Le RN veut « ouvrir le débat » sur les maisons closes
Des maisons closes gérées sous forme de « coopératives », afin de « lutter contre la prostitution de rue et sur internet » : le Rassemblement national (RN) souhaite « ouvrir un débat » sur ce sujet sensible, à travers une proposition de loi encore non déposée mais déjà largement commentée.

Jean-Philippe Tanguy, député du groupe RN, s’adresse à la presse après la séance nocturne du 4 décembre 2025.
Photo: Bastien Ohier / Hans Lucas / AFP via Getty Images
En plein examen budgétaire à l’Assemblée nationale, l’initiative du député Jean-Philippe Tanguy, révélée lundi par Le Monde, a pu sembler incongrue. « Ce n’est pas la réouverture des maisons closes telle qu’on l’imagine », a tenté de désamorcer son collègue Sébastien Chenu, mardi, devant des journalistes.
« Ce n’est pas non plus un sujet d’urgence, évidemment », a reconnu le vice-président du RN, expliquant que l’idée lui était « apparue au détour d’une conversation » lors de travaux parlementaires.
Des coopératives pour encadrer la prostitution
Le texte, s’il devait voir le jour, « permettrait aux prostituées de se mettre dans une sorte de coopérative où elles géreraient elles-mêmes un endroit qu’elles définiraient, et qui leur donnerait également des droits sociaux qu’elles n’ont pas aujourd’hui, notamment pour la retraite », a précisé M. Chenu.
Le député du Nord, qui avait participé avant la dissolution de 2024 au groupe d’étude sur la prostitution, présidé par sa collègue des Pyrénées-Orientales Anaïs Sabatini, estime que la loi de 2016 « sur la pénalisation des clients n’a rien résolu ». Selon lui, « on est aujourd’hui face à de nouvelles structures de prostitution qui n’existaient pas à l’époque » et à « des violences extrêmement importantes faites aux prostituées, quel que soit leur sexe ».
« On s’est dit : ‘on va abolir la prostitution en pénalisant les clients’, ça n’a pas marché. Les prostituées sont obligées d’exercer leur métier dans des endroits toujours plus cachés, obscurs, dangereux », a expliqué M. Tanguy sur BFMTV lundi soir, voyant dans sa proposition « la moins pire des solutions ».
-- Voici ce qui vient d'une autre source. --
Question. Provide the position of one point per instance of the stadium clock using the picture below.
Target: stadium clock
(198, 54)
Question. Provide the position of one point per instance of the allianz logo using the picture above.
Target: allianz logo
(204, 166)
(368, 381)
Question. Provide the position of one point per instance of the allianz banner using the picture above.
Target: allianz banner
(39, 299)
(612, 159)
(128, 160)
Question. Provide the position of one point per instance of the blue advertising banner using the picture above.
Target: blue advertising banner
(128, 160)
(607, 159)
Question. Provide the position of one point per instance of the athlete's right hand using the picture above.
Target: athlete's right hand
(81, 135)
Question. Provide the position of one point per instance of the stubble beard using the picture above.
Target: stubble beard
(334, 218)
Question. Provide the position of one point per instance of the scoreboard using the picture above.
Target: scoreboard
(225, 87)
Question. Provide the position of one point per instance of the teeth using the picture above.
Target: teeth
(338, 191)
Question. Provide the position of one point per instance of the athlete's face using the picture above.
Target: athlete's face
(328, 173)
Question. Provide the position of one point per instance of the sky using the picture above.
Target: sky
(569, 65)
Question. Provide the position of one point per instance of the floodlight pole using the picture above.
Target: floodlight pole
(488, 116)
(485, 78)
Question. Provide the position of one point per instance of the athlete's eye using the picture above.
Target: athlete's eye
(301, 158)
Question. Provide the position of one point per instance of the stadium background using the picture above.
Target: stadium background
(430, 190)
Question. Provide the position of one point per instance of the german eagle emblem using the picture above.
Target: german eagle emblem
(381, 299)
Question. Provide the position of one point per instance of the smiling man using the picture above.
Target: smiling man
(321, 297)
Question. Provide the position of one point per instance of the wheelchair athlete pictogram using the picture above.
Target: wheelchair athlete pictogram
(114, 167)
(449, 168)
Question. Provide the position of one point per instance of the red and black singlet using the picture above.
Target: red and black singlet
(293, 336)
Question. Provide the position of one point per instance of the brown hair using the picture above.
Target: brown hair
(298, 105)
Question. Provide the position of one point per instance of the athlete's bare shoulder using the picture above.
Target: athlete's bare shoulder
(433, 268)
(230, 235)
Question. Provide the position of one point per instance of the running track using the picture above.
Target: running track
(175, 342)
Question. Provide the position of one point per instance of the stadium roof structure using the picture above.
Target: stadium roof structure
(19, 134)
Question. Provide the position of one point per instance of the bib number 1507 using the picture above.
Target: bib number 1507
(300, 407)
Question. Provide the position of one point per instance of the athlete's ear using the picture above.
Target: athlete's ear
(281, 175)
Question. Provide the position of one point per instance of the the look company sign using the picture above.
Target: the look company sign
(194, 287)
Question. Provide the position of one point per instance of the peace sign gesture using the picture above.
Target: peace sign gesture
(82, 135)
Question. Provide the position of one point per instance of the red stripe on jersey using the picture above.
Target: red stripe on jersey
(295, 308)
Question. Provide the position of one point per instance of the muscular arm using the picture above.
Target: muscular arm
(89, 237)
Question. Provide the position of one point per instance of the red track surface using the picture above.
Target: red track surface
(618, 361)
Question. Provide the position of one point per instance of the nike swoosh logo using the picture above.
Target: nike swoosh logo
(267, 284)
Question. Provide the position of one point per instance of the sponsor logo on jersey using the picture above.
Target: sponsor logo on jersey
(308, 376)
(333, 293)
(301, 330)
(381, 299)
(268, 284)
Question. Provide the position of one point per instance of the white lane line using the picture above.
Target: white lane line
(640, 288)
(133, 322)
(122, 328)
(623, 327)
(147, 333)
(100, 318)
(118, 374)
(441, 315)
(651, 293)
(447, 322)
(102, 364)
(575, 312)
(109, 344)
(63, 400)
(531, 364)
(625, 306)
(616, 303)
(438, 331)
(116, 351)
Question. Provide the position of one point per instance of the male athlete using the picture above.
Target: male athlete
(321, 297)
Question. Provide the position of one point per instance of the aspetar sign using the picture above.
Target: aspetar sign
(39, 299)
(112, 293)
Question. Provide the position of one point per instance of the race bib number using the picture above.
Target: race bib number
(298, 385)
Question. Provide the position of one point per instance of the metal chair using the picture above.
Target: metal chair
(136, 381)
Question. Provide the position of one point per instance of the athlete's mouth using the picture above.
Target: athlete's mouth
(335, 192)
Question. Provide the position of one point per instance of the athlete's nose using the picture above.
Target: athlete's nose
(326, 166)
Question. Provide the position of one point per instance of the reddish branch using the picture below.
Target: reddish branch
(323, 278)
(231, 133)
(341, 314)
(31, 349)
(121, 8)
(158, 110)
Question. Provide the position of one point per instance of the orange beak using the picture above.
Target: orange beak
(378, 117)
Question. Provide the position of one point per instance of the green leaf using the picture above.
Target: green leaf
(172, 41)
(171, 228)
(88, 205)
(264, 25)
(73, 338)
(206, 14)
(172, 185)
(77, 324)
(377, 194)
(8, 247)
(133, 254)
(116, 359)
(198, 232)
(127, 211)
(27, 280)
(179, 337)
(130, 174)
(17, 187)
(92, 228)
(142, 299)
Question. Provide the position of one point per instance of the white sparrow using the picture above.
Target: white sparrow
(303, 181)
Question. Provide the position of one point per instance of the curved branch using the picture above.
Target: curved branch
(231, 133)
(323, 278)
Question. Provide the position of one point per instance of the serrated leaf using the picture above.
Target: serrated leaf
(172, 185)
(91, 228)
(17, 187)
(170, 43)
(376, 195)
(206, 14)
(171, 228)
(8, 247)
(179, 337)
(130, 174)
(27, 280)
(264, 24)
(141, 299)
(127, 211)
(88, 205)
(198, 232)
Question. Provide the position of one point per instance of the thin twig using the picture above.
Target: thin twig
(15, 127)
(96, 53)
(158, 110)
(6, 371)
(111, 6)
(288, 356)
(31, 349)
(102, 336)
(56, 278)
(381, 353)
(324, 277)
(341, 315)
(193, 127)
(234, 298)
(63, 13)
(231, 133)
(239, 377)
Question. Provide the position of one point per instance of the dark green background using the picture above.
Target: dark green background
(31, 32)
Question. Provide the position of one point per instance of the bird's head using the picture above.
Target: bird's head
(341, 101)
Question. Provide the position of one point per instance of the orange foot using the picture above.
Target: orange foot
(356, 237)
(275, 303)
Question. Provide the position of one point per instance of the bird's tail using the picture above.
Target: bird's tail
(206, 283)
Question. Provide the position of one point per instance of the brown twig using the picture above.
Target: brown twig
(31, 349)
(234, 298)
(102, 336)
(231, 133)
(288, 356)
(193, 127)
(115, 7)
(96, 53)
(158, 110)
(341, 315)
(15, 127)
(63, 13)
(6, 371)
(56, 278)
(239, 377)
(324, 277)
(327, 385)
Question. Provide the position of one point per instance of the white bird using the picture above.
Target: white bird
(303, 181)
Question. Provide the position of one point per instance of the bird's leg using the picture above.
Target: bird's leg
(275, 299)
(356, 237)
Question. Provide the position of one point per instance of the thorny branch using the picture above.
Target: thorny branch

Un débat relancé au sein du parti
« Dans une société mature, il faut savoir être courageux et traiter ce problème de face, en particulier lutter contre les violences, contre les trafics, contre la prostitution de rue, contre la prostitution sur internet, qui exposent et fragilisent encore plus les professionnels de ce secteur », a insisté M. Chenu. Il dit soutenir « à titre personnel » la proposition de son collègue, qui « ouvre un débat » sans prétendre « solutionner » l’ensemble du problème.
Plusieurs figures du RN ont emboîté le pas. L’eurodéputé Mathieu Valet a défendu sur franceinfo « une solution pour ces femmes qui sont dans la clandestinité », tandis que le député Matthias Renault a plaidé pour « offrir aux prostituées un cadre sanitaire et sécuritaire renforcé (…), sans tomber dans l’apologie de l’activité ».
Un tollé à gauche et chez les associations
À gauche, les réactions sont virulentes. Le Parti communiste a dénoncé une « vision réactionnaire qui réduit les femmes à des corps à vendre » et rejeté le principe même des maisons closes qui « ne protègent pas, mais servent clients et proxénètes ». Le député socialiste Jérôme Guedj a pointé sur Sud Radio « une forme de populisme sexuel » visant à « flatter quelques bas instincts » et « caresser la nostalgie que certains auraient » d’un système qui « reste un système de domination sur les femmes ».
Les associations de terrain se montrent tout aussi critiques. Le Mouvement du Nid fustige une approche « aberrante » et « déconnectée de ce que vivent les personnes ». Sa porte-parole, Lenaïg Lefouillé, souligne que « les maisons closes ne protègent pas les femmes, mais les clients ». Même le Syndicat du travail sexuel (Strass), pourtant favorable à une « dépénalisation » de la prostitution, refuse de « travailler avec le RN ». Son porte-parole, Thierry Schaffauser, estime que le parti d’extrême droite « se dédiabolise sur notre dos ».
Enfin, la secrétaire générale de la CFDT, Marylise Léon, a jugé que « la prostitution, ce n’est ni du travail, ni du sexe », voyant dans ce projet du RN « une illustration révélatrice de leur image de la femme dans la société ».